Data in an Elasticsearch index can grow to massive proportions. In order to keep it manageable, it is split into a number of shards. Each Elasticsearch shard is an Apache Lucene index, with each individual Lucene index containing a subset of the documents in the Elasticsearch index. Splitting indices in this way keeps resource usage under control. An Apache Lucene index has a limit of 2,147,483,519 documents.

Examples

It is when an index is created that the number of shards is set, and this cannot be changed later without reindexing the data. When creating an index, you can set the number of shards and replicas as properties of the index

PUT /sensor
2
{
3
    "settings" : {
4
        "index" : {
5
            "number_of_shards" : 6,
6
            "number_of_replicas" : 2
7
        }
8
    }
9
}

The ideal number of shards should be determined based on the amount of data in an index. Generally, an optimal shard should hold 30-50GB of data. For example, if you expect to accumulate around 300GB of application logs in a day, having around 10 shards in that index would be reasonable.

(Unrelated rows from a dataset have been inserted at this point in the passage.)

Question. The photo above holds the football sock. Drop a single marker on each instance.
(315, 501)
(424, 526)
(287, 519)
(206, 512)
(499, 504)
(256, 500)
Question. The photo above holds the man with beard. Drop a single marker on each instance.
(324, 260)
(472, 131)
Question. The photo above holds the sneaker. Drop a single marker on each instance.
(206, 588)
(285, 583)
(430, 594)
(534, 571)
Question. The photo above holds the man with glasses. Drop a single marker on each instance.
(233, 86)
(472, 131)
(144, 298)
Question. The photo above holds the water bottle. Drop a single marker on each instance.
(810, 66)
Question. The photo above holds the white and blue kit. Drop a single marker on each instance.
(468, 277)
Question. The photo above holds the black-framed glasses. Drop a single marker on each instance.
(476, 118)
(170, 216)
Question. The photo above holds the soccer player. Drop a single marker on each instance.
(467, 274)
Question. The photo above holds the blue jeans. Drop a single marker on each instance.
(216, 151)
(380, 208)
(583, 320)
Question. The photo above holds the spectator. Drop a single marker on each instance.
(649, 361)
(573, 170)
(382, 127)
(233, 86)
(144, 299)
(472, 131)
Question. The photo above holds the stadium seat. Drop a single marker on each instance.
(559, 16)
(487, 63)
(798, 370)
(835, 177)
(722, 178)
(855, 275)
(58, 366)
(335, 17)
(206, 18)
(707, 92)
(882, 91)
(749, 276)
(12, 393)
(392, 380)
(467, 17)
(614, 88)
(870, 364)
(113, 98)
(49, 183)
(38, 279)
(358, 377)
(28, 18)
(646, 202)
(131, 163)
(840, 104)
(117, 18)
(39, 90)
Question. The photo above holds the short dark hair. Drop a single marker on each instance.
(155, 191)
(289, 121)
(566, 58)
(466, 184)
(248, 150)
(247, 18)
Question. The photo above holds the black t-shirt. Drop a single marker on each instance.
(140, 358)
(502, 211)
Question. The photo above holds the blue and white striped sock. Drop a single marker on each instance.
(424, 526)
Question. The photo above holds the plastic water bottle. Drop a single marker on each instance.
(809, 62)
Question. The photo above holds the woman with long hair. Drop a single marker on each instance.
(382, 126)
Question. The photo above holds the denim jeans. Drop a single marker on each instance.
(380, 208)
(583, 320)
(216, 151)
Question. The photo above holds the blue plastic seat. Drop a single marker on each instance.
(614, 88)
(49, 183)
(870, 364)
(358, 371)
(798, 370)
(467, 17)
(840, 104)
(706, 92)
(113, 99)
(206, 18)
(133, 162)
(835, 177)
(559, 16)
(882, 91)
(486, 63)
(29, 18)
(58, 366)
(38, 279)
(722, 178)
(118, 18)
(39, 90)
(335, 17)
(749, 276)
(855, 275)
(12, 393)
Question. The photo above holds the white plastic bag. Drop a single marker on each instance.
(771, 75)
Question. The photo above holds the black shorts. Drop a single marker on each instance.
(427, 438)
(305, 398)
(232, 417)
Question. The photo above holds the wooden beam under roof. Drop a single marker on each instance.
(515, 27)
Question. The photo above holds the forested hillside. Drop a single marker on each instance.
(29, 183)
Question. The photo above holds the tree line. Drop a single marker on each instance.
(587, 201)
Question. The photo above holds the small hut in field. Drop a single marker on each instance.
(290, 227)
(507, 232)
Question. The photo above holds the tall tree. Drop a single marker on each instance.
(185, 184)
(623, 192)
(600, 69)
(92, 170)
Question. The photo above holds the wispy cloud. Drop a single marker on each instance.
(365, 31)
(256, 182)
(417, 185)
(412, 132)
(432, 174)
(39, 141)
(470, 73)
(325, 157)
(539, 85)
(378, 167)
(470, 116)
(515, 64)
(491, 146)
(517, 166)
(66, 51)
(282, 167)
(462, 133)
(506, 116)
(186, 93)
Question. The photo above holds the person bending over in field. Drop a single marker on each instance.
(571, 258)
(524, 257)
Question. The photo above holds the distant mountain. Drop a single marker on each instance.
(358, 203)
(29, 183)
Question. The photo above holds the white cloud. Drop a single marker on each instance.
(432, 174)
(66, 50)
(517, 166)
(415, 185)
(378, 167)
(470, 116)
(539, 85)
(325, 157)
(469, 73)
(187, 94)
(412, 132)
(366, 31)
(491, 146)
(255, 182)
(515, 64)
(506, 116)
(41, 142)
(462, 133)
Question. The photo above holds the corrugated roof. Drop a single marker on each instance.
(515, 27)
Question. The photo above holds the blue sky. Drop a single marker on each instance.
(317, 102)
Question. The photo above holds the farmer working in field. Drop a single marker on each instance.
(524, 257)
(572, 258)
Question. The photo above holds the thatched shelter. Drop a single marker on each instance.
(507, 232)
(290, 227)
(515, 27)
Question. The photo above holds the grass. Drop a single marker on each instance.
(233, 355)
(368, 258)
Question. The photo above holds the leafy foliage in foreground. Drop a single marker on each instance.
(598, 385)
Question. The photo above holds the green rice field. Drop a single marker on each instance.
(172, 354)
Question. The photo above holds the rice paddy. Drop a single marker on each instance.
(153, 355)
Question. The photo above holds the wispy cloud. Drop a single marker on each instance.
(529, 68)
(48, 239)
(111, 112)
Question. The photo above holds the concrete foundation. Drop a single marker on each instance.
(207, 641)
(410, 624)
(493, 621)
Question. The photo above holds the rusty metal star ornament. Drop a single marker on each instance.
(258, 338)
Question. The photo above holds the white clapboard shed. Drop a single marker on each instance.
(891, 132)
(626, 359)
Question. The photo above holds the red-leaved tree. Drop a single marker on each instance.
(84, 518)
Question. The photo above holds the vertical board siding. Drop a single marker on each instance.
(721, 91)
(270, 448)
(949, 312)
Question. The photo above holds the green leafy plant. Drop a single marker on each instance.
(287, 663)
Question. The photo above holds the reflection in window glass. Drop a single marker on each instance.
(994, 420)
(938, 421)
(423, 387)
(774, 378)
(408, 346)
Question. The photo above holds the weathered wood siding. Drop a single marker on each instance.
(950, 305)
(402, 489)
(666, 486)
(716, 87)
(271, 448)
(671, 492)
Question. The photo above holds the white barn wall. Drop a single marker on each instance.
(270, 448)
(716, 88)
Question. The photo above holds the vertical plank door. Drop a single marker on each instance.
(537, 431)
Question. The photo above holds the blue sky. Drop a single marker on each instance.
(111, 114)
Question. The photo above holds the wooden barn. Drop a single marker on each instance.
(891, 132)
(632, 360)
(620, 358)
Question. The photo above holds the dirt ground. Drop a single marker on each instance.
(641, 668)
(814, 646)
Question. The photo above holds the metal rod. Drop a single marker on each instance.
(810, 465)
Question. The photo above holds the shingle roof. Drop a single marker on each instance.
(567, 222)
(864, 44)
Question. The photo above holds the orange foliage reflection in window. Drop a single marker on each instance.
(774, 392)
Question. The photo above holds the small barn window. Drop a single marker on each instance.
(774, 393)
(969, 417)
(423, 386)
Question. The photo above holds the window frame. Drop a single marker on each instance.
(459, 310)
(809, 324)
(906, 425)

During their lifetime, shards can go through a number of states, including:

  • Initializing: An initial state before the shard can be used.
  • Started: A state in which the shard is active and can receive requests.
  • Relocating: A state that occurs when shards are in the process of being moved to a different node. This may be necessary under certain conditions, for example, when the node they are on is running out of disk space.
  • Unassigned: The state of a shard that has failed to be assigned. A reason is provided when this happens, for example, if the node hosting the shard is no longer in the cluster (NODE_LEFT) or due to restoring into a closed index (EXISTING_INDEX_RESTORED).

In order to view all shards, their states, and other metadata, use the following request:

GET _cat/shards

To view shards for a specific index, append the name of the index to the URL, for example

sensor:
GET _cat/shards/sensor

This command produces output, such as in the following example. By default, the columns shown include the name of the index, the name (i.e. number) of the shard, whether it is a primary shard or a replica, its state, the number of documents, the size on disk, the IP address, and the node ID.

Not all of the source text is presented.